I previously tried the following using the IStorable and ISaveable classes as an alternative to the abstract Saveable class I've shown you above, but this resulted in another very ugly and non-robust solution to my issue.
Saveable.java
public class Saveable {
// Suppress default constructor
private Saveable() {}
// Save a class to the specified location using the specified gson
public static <T extends ISaveable> T save(T instance) throws IOException {
Files.createDirectories(instance.getLocation().getParent());
Files.write(instance.getLocation(), instance.getGson().toJson(instance).getBytes(), StandardOpenOption.CREATE, StandardOpenOption.TRUNCATE_EXISTING, LinkOption.NOFOLLOW_LINKS);
return instance;
}
// Load a file from the specified location using the specified gson and cast it to the specified class using the specified generic
public static <T extends ISaveable> ISaveable load(Path location, Gson gson, Class<T> clazz, Class<?> genericClazz) throws IOException {
if (!Files.exists(location)) {
return null;
} else {
TypeToken<?> type = genericClazz == null ? TypeToken.get(clazz) : TypeToken.getParameterized(clazz, genericClazz);
ISaveable saveable = gson.fromJson(Files.newBufferedReader(location), type.getType());
saveable.setGson(gson);
saveable.setLocation(location);
return saveable;
}
}
}
ISaveable.java
public interface ISaveable {
// Gson
Gson getGson();
void setGson(Gson gson);
// Location
Path getLocation();
void setLocation(Path location);
}
IStorable.java
public interface IStoreable {
String getUuid();
}
Store.java
public class Store<T extends IStoreable> extends LinkedHashMap<String, T> implements ISaveable {
private transient Path location;
private transient Gson gson;
public Store(Path location, Gson gson) {
this.location = location;
this.gson = gson;
}
public Store() {
this.location = null;
this.gson = null;
}
public Store<T> put(T value) {
this.put(value.getUuid(), value);
return this;
}
public Store<T> remove(T value) {
this.remove(value.getUuid());
return this;
}
public Store<T> save() throws IOException {
return Saveable.save(this);
}
#SuppressWarnings("unchecked")
public static <T extends IStoreable> Store<T> load(Path location, Gson gson, Class<T> genericClazz) throws IOException {
ISaveable saveable = Saveable.load(location, gson, Store.class, genericClazz);
if (saveable == null) {
return new Store<T>(location, gson).save();
} else {
return (Store<T>) saveable;
}
}
}
This solution achieved me almost the result I was looking for, but fell short quickly on the loading process as well as just not being a robust solution, excluding the hundreds of Java practices I'm sure to have ruined at this point:
Store<ExampleStoreable> store = Store.load(Paths.get("storetest.json"), new Gson(), ExampleStoreable.class);
store.put(new ExampleStoreable("Example Name"));
store.save();
And before I get any comments saying I shouldn't be posting this on StackOverflow: if not here, where else? Please help point me in the right direction, I'd love to not be left in the dark.

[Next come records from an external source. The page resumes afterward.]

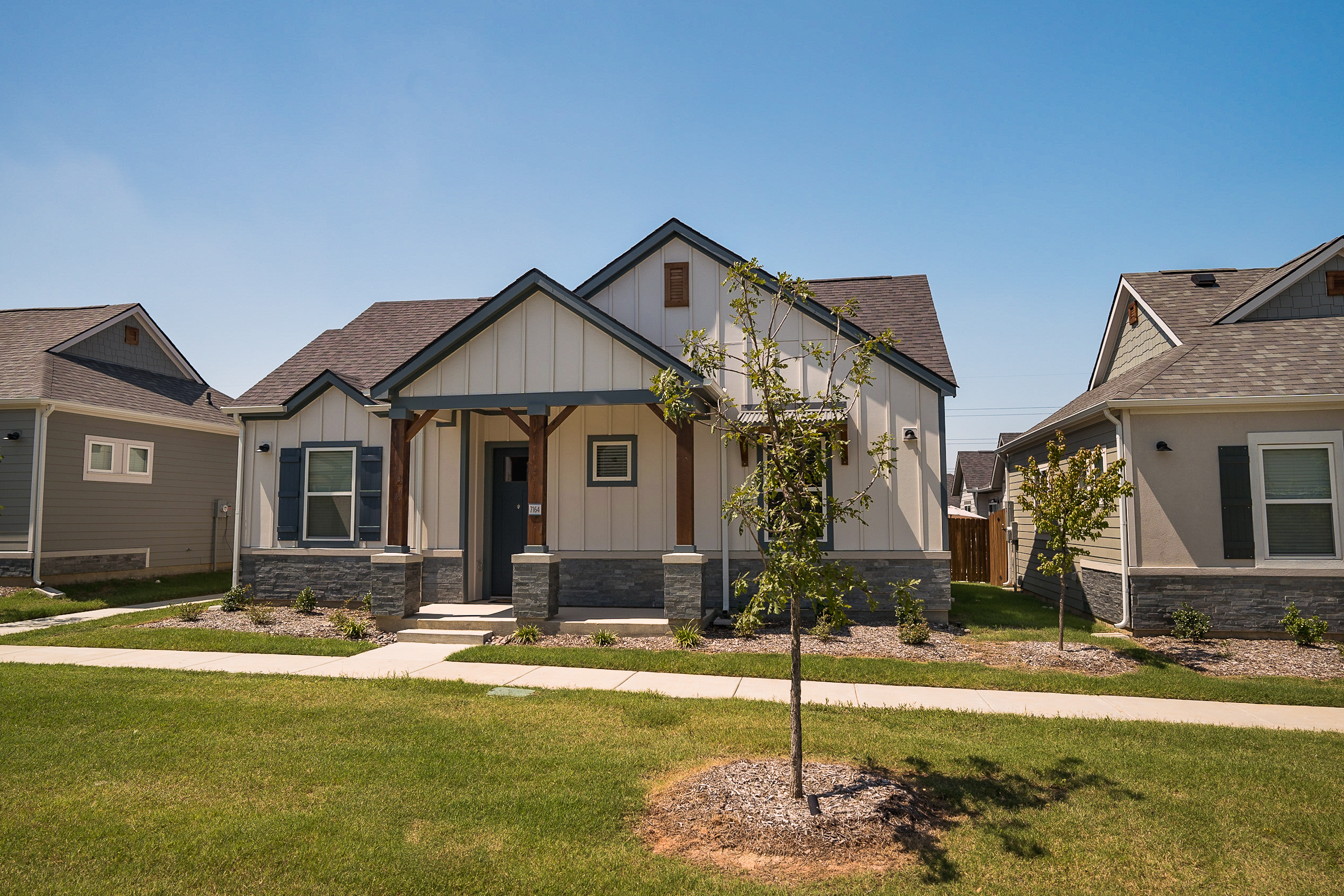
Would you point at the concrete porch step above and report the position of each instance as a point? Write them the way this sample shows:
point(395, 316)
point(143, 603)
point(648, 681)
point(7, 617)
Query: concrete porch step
point(443, 636)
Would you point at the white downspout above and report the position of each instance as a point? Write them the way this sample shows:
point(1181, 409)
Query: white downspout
point(1125, 623)
point(238, 499)
point(724, 526)
point(41, 473)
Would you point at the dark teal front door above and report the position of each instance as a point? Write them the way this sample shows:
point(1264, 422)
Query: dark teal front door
point(509, 516)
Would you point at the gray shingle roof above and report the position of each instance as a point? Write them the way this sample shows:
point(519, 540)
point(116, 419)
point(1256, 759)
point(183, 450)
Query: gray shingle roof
point(30, 371)
point(384, 337)
point(900, 304)
point(1225, 360)
point(977, 469)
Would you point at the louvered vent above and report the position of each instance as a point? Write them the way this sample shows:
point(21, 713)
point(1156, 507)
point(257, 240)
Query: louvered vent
point(676, 288)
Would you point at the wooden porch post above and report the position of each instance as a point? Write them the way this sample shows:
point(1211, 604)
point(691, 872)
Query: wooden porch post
point(537, 477)
point(398, 485)
point(686, 484)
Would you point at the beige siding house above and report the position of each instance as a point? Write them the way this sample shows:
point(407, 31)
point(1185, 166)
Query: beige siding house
point(1223, 390)
point(504, 448)
point(116, 457)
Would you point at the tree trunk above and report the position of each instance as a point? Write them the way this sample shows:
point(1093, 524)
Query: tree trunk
point(796, 696)
point(1061, 612)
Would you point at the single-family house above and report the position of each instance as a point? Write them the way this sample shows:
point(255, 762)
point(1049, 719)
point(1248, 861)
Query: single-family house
point(116, 457)
point(1223, 391)
point(979, 479)
point(511, 449)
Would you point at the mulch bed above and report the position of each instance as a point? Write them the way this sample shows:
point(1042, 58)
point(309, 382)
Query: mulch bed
point(1246, 657)
point(741, 818)
point(284, 621)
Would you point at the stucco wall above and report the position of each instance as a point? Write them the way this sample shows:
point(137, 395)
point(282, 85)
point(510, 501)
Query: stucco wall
point(1178, 501)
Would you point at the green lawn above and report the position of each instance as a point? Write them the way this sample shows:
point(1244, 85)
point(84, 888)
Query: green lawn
point(119, 632)
point(1155, 679)
point(1000, 615)
point(114, 593)
point(128, 781)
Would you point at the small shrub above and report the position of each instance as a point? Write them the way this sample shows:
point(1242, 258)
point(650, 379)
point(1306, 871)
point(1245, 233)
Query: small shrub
point(260, 615)
point(913, 632)
point(688, 636)
point(237, 598)
point(305, 601)
point(1304, 630)
point(191, 612)
point(1191, 624)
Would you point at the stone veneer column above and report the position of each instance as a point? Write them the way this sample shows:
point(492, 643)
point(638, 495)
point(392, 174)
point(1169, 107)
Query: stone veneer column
point(537, 585)
point(683, 586)
point(397, 587)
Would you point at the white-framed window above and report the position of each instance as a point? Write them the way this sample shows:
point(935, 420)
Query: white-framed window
point(612, 460)
point(330, 495)
point(1295, 493)
point(109, 460)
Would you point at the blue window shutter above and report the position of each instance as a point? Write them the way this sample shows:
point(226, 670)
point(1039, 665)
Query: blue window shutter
point(371, 493)
point(289, 497)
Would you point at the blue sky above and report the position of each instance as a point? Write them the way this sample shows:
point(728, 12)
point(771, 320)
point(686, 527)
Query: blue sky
point(259, 173)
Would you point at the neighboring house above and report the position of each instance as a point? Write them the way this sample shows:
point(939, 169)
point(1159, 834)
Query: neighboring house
point(114, 449)
point(456, 451)
point(1223, 390)
point(980, 479)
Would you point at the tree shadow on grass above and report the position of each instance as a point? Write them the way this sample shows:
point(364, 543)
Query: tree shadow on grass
point(985, 787)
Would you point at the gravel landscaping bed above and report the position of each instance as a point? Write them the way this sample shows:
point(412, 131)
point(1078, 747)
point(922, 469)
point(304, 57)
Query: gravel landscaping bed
point(1250, 657)
point(284, 621)
point(741, 817)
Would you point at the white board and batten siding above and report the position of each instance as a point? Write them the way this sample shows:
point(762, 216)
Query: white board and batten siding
point(537, 347)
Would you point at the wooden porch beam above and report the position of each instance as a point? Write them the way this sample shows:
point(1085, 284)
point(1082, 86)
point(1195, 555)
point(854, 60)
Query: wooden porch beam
point(514, 416)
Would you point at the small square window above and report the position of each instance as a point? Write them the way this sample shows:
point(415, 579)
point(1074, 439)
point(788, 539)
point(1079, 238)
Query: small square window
point(612, 460)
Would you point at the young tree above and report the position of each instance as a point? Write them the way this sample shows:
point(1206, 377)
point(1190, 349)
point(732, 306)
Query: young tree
point(784, 504)
point(1069, 501)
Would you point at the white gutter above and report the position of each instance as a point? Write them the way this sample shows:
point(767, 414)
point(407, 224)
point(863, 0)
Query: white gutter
point(39, 472)
point(1121, 453)
point(238, 500)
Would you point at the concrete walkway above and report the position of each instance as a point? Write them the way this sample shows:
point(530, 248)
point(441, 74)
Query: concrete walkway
point(427, 661)
point(46, 623)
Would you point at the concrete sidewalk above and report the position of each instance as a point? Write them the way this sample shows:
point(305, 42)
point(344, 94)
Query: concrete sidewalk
point(427, 661)
point(46, 623)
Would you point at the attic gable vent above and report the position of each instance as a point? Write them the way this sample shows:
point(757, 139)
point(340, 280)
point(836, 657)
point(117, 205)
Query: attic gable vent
point(676, 291)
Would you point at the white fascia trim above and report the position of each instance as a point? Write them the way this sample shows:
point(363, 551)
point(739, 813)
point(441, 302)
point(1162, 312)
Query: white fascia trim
point(1108, 346)
point(163, 342)
point(1279, 287)
point(254, 409)
point(119, 414)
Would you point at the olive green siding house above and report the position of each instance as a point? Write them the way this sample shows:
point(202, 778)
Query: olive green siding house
point(1223, 391)
point(116, 459)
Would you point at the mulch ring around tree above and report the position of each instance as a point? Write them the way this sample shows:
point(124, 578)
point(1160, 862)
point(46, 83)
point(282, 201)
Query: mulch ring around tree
point(740, 818)
point(281, 621)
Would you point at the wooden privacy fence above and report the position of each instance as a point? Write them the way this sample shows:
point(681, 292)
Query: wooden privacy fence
point(969, 549)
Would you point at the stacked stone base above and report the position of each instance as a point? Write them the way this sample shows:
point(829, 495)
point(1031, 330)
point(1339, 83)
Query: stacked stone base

Thanks if anyone is able to help and if not I understand. This isn't the easiest question by any means.
I was extremely close to the correct solution, but my logic just wasn't lining up.
The fixed load method is as follows:
default <T extends ISaveable> T load() throws IOException {
if (!Files.exists(getLocation())) {
return save();
} else {
InstanceCreator<?> creator = type -> (T) this;
Gson newGson = getGson().newBuilder().registerTypeAdapter(getType(), creator).create();
return newGson.fromJson(Files.newBufferedReader(getLocation()), getType());
}
}
Instead of attempting to prevent type erasure, and instead of passing the class every time we call the method, we just... pass it in the constructor. It was really that simple. I don't care about sending the type through the constructor, as long as .load() and .save() do not result in hundreds of lines of repetitive code.

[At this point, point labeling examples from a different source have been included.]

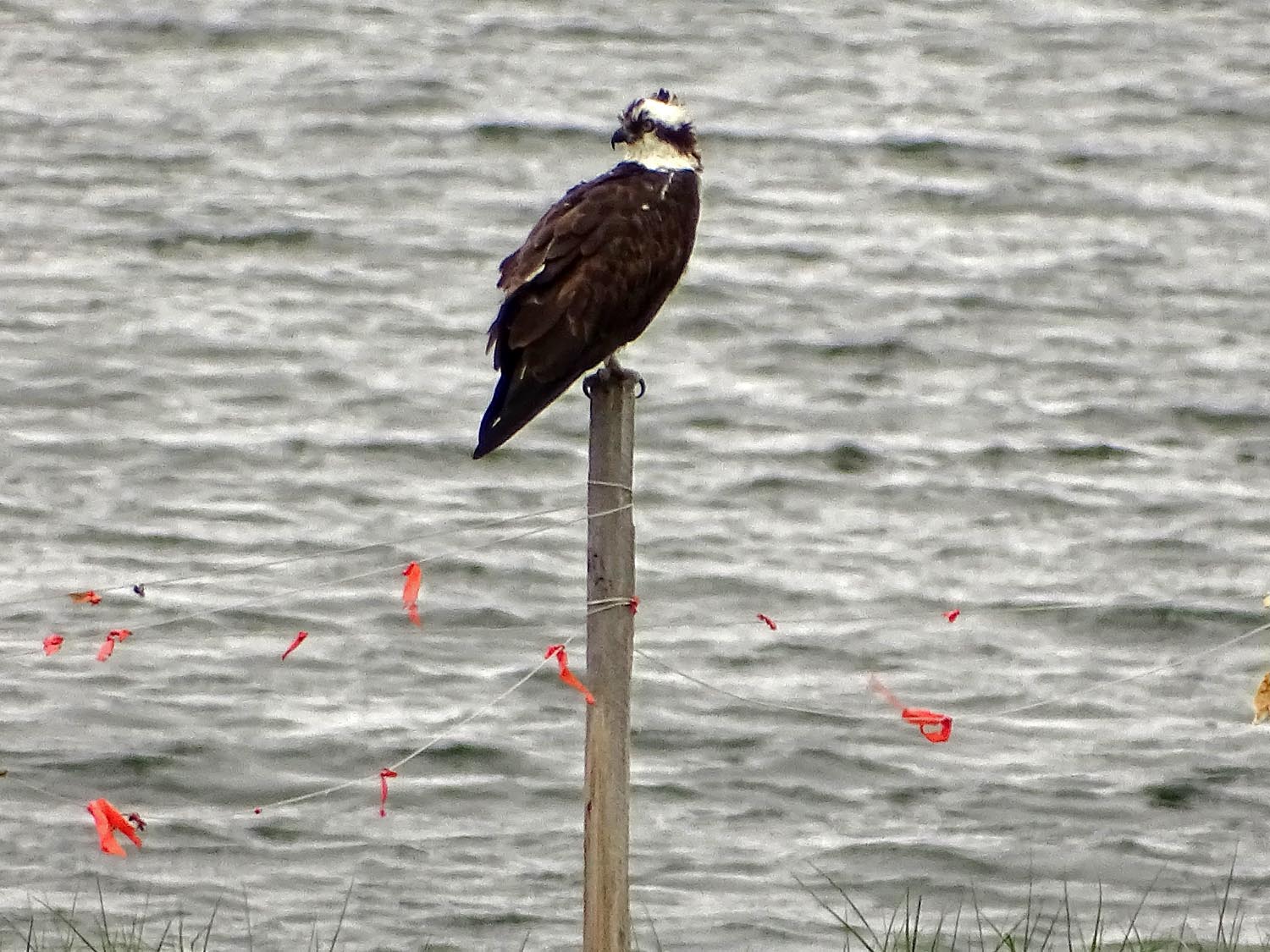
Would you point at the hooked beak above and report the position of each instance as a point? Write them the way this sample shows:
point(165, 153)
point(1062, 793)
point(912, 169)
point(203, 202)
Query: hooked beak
point(622, 136)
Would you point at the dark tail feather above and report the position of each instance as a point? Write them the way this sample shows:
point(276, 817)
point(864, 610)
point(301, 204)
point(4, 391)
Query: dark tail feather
point(511, 409)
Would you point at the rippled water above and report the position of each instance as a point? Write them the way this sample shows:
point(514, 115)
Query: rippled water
point(977, 319)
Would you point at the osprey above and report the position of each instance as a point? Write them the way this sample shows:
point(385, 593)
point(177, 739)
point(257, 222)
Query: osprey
point(596, 269)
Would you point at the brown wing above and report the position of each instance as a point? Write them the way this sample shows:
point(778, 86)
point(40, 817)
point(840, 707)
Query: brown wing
point(591, 277)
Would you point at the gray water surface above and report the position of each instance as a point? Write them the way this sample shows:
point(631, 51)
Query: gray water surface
point(975, 319)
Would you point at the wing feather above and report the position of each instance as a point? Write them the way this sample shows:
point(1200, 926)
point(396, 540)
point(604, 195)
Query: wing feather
point(588, 278)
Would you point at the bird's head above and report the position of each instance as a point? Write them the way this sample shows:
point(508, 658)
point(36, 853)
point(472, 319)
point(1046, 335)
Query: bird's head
point(657, 134)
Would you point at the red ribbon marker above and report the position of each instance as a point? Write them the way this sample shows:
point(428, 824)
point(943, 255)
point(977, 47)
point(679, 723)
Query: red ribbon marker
point(384, 786)
point(919, 716)
point(925, 718)
point(411, 592)
point(107, 820)
point(295, 644)
point(566, 674)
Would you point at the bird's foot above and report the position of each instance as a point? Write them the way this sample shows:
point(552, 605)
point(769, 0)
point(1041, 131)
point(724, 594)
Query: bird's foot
point(612, 372)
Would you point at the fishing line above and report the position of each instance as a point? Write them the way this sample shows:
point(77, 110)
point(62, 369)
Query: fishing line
point(378, 570)
point(290, 560)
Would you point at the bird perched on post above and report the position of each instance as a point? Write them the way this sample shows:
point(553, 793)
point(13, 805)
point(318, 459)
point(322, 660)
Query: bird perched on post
point(596, 268)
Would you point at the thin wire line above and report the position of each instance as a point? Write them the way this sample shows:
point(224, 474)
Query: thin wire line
point(1147, 673)
point(378, 570)
point(449, 731)
point(290, 560)
point(744, 698)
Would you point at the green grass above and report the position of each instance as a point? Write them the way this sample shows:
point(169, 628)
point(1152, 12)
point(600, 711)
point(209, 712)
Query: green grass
point(73, 931)
point(908, 928)
point(1039, 928)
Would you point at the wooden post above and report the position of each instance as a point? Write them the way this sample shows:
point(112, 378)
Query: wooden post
point(610, 647)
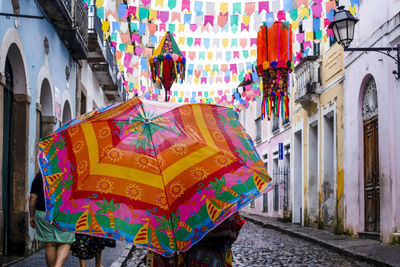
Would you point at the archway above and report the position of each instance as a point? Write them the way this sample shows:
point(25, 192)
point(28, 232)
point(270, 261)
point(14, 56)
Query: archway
point(67, 112)
point(371, 158)
point(14, 163)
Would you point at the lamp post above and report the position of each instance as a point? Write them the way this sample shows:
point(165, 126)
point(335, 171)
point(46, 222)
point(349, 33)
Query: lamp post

I can't believe I was this close to the solution the whole time. It's incredible to me how simple this was. Guess that's the life of programming, right?
Here is the full class, which I determined was better as an interface called ISaveable.java:
public interface ISaveable {
Type getType();
Gson getGson();
Path getLocation();
/**
* Saves this object.
*
* #param <T> The extended object to cast to.
* #return The object after having been saved.
* #throws IOException Thrown if there was an exception while trying to save.
*/
#SuppressWarnings("unchecked")
default <T extends ISaveable> T save() throws IOException {
Path location = getLocation().toAbsolutePath();
if (location.getParent() != null) {
Files.createDirectories(location.getParent());
}
Files.write(getLocation(), getGson().toJson(this).getBytes(), StandardOpenOption.CREATE, StandardOpenOption.TRUNCATE_EXISTING, LinkOption.NOFOLLOW_LINKS);
return (T) this;
}
/**
* Loads this object.
*
* #param <T> The extended object to cast to.
* #return The object after loading the new values.
* #throws IOException Thrown if there was an exception while trying to load.
*/
#SuppressWarnings("unchecked")
default <T extends ISaveable> T load() throws IOException {
if (!Files.exists(getLocation())) {
return save();
} else {
InstanceCreator<?> creator = type -> (T) this;
Gson newGson = getGson().newBuilder().registerTypeAdapter(getType(), creator).create();
return newGson.fromJson(Files.newBufferedReader(getLocation()), getType());
}
}
}
An example implementation:
public class ExampleSaveable implements ISaveable {
private boolean testBoolean = false;
private String myString;
public ExampleSaveable(String myString) {
this.myString = myString;
}
#Override
public Gson getGson() {
return new Gson();
}
#Override
public Type getType() {
return TypeToken.get(ExampleSaveable.class).getType();
}
#Override
public Path getLocation() {
return Path.of("test.json");
}
}
And an example usage is like so:
ExampleSaveable saveable = new ExampleSaveable("My Data!").load();
saveable.myString = "This is a replacement string!";
saveable.save();
On the first run, the output is "My Data!", on the second, the output is "This is a replacement string!"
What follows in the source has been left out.